There were also far fewer home sellers last month. In the Twin Cities, there were just 6,186 new listings, nearly 20% less than last year and the lowest in any August in any decade.

The trends were similar statewide, according to Minnesota Realtors. The group said closings fell 17% with the average sales price increasing 4.4% to $330,000. New listings are down 19%. saw St. Cloud 32% decrease in listings.

A slowdown in the market isn’t entirely bad for potential buyers. In this market, Galler said, sellers are likely to spend more time and money making sure their home is in good shape. And because there will be fewer multiple-offer stands, buyers can insist on home inspections — a practice that some buyers overlooked as a way to improve their offerings during the height of last year’s home buying frenzy.

“I wouldn’t call it a buyers market just yet,” said Shaun Hartman, Twin Cities sales agent. But it is heading towards a balanced market.
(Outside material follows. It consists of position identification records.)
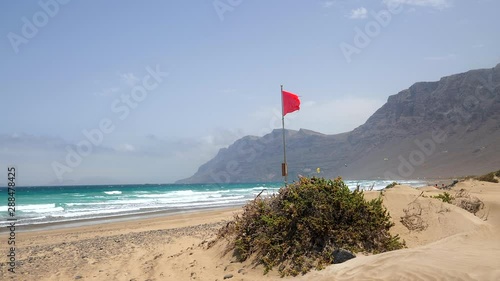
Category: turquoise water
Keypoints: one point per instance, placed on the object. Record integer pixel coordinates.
(46, 204)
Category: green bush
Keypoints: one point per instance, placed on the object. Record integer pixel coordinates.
(391, 185)
(490, 177)
(445, 197)
(300, 227)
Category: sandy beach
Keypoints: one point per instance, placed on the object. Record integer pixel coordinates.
(447, 243)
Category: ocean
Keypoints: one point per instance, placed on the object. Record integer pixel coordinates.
(38, 205)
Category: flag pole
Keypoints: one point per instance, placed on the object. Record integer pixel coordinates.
(284, 168)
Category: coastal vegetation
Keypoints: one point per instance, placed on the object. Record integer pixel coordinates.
(302, 227)
(489, 177)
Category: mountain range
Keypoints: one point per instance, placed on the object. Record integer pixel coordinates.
(442, 129)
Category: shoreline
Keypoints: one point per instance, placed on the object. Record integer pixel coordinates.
(119, 219)
(174, 246)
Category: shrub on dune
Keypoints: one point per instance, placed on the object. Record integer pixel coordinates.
(300, 227)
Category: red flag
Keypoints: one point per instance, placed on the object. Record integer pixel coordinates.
(291, 102)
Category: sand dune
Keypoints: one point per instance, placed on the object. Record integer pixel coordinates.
(447, 243)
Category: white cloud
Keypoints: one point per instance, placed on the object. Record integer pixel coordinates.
(126, 147)
(129, 78)
(438, 4)
(328, 117)
(359, 13)
(440, 58)
(328, 4)
(107, 92)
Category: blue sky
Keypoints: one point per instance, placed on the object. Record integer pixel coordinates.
(174, 81)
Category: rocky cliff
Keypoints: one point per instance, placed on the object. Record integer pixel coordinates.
(446, 128)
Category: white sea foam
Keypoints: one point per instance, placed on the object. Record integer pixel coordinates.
(114, 192)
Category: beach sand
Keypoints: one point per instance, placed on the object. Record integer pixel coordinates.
(452, 244)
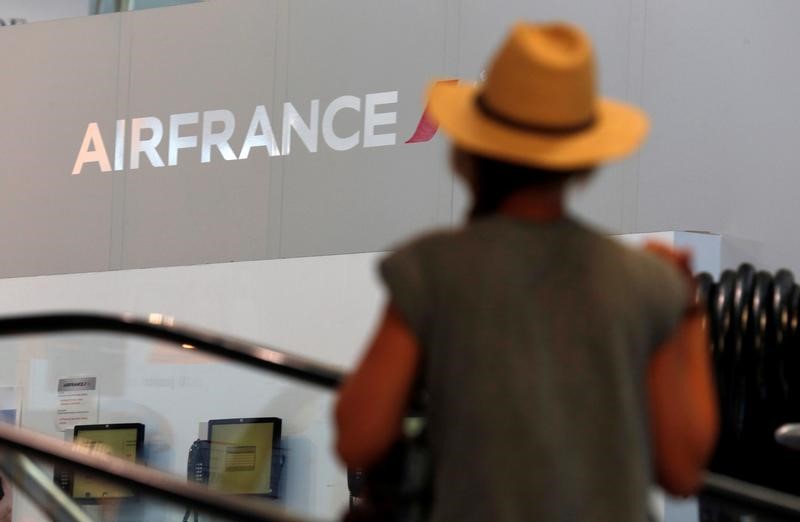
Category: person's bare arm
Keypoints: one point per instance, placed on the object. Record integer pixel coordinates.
(6, 502)
(373, 400)
(682, 399)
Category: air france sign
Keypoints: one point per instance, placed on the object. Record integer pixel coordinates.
(208, 134)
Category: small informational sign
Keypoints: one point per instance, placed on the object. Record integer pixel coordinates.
(9, 405)
(77, 402)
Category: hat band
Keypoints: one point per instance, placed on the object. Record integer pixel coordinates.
(488, 111)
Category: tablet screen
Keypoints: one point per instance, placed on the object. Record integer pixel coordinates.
(123, 442)
(241, 455)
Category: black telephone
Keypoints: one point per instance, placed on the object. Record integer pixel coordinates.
(197, 468)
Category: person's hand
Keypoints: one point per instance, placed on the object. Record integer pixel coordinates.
(5, 503)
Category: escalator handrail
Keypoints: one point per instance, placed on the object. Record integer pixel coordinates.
(163, 328)
(776, 503)
(140, 478)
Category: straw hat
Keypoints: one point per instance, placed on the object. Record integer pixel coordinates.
(538, 106)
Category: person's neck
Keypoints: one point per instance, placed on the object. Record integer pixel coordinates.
(536, 204)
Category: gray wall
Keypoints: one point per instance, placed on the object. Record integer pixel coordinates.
(716, 77)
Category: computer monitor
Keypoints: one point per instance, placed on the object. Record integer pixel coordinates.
(243, 456)
(124, 441)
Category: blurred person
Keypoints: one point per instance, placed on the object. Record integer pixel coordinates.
(564, 371)
(5, 500)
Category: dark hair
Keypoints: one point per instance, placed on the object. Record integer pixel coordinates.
(495, 180)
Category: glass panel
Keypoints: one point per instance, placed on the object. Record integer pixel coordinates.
(243, 431)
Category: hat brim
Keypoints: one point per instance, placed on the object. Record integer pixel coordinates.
(617, 131)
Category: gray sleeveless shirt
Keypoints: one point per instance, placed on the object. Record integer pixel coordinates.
(535, 340)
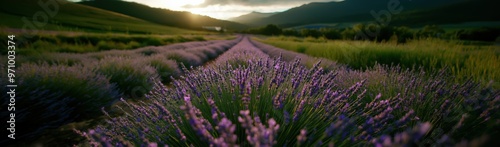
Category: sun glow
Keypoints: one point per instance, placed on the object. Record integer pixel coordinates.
(180, 3)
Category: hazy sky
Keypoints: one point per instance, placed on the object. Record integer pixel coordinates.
(224, 9)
Most of Hartmann’s clients shop for homes under $500,000 and these are the buyers who are most affected by the higher rates.

Top tier sales remain strong. While closing prices for homes under $500,000 are down from last year, closings for homes over $500,000 are up nearly double digits from last year.

This is partly because there are fewer options for entry-level buyers, but also because these buyers are the ones most affected by rising mortgage rates. Redfin said Friday that cash purchases remain above pre-pandemic levels with a quarter of all homes in the Twin Cities purchased with cash during July.

Hartmann said properties that are competitively priced, in first-class condition and in good locations remain in high demand. He recently landed a dozen over-priced bids for a mid-century modern home near Como Park in St. Paul.

It sold for $120,000 more than the asking price of $535,000 at the end of last month.

Hartmann said the deal was a bit of an anomaly. Housing demand usually slows down during the fall, but that decline is more pronounced this year. He said that with mortgage rates rising, he’s starting to hear more potential sellers than buyers.

“When we have more people talking about selling than buying, it gives me some indication that the market could change a bit,” he said. “Now more people are interested in selling.”